The Listening Space’s ‘Elements’
The Listening Space brings together three elements – mindfulness, clean language and metaphor in a new and fresh way. You can see why the metaphor works; it allows the reader to refer to something in a different way. The habits that we get ourselves into means we usually miss more subtle elements in our lives. The Listening Space brings those back into view through mindfulness and allows us to focus on them.
Reviewed books talk about concepts ‘out there’. They inform us how we should manage, creating an inclusive culture or adopt a certain leadership style. The Listening Space considers the reader through mindful exploration and your emotional wellbeing. Some books should stay on your bookshelf to refer back to. The Listening Space falls well within that category while you practice and focus on working through it in your own time.
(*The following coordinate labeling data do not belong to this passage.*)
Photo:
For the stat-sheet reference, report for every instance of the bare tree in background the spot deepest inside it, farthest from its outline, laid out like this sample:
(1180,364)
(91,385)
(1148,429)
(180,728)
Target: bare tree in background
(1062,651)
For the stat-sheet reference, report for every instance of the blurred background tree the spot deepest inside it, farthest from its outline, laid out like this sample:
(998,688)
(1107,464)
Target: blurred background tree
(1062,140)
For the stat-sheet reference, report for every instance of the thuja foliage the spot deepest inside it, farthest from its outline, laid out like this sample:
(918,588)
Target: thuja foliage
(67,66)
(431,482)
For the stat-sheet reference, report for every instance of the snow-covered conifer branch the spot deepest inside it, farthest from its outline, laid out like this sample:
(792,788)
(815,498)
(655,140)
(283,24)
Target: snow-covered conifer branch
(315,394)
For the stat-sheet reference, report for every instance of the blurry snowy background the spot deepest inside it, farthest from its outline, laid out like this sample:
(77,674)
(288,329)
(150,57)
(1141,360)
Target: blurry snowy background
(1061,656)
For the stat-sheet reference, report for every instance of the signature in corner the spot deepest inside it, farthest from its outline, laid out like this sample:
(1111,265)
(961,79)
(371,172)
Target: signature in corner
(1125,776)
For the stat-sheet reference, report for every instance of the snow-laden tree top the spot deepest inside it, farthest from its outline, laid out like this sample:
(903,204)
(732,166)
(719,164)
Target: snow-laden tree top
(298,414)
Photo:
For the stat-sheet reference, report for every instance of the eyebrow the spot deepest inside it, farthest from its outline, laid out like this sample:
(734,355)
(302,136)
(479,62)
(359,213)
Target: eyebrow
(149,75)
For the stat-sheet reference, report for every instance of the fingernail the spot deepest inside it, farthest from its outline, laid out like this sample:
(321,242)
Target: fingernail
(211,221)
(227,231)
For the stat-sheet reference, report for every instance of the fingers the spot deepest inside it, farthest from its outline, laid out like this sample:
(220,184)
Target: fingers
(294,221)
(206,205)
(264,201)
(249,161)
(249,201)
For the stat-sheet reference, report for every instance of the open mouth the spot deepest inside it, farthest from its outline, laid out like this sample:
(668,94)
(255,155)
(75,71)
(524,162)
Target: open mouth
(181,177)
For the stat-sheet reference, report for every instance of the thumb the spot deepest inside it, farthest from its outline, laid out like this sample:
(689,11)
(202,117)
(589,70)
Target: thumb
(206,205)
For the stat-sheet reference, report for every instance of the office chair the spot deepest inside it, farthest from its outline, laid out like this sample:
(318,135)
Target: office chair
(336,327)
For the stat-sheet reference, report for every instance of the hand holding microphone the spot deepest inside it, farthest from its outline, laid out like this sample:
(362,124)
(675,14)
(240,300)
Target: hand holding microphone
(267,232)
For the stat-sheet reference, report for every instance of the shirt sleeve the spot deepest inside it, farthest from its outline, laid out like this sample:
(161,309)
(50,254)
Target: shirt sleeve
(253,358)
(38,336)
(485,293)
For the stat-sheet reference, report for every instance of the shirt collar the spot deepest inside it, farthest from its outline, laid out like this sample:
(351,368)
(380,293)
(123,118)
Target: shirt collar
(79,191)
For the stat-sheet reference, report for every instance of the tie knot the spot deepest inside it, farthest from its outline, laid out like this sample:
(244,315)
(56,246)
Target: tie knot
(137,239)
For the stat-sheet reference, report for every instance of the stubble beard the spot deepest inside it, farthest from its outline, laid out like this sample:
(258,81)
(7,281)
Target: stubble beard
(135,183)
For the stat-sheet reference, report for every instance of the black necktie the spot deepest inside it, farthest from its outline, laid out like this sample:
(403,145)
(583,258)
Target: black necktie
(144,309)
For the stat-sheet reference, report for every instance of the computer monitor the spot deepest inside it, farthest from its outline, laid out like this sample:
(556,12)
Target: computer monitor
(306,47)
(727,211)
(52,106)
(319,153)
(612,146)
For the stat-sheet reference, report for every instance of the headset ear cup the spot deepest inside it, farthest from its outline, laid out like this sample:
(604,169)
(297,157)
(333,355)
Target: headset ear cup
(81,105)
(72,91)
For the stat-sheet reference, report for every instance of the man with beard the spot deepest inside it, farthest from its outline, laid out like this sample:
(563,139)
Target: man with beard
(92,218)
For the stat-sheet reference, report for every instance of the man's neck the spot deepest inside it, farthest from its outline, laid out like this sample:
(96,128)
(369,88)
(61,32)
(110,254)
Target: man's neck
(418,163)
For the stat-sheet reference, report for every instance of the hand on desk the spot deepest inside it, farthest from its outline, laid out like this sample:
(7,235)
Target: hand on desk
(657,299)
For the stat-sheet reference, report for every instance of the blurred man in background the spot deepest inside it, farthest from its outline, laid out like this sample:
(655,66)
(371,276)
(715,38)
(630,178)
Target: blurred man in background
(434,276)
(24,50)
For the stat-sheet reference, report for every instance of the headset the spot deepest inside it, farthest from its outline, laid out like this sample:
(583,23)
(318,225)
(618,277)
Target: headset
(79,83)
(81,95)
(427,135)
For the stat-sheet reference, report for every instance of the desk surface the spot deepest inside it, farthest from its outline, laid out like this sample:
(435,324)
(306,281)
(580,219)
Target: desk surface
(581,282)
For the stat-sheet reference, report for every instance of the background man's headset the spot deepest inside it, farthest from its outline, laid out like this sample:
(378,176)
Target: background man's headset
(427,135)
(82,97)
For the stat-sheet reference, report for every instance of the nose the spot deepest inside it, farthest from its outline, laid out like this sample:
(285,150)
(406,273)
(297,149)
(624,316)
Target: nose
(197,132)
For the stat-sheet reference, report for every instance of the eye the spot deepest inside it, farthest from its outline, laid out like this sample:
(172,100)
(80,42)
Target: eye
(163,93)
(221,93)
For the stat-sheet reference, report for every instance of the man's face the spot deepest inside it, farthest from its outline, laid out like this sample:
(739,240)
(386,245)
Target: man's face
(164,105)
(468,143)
The concepts are not time-bound. Read and practice mindful exploration at your own pace. Tamsin presents the reader with a skilful and intelligent book taking the reader on a cleverly designed journey. This is achieved through elements such as clean listening and clean questions. These skills are well worth reading and a topic in their own right.
Backed up by supporting articles, The Listening Space is well researched and should be added to any coach’s development. Constant reminders of the journey so far remind you of the sections covered and bring you back to focus. I have never read a book that so diligently provides this and it works.
The Listening Space is multi-faceted in that it provides skills for coaching and managing people. Tamsin recognises and explicitly states that this is a book for you while ac acknowledging additional applications.
The Listening Space provides exactly what it states on the cover. This book provides a new path to personal discovery with new concepts and a unique approach. Moreover, there are fresh new concepts that are backed up by further reading for those who want to research more. For example, the use of metaphor along with the concept of clean listening and clean questions are contemporary and refreshing. While the topics within are for us to utilise, the tools are there for coaches and facilitators alike.
Expertly written, this book speaks to everyone in a fresh way. Highly recommended for anyone on their own personal discovery.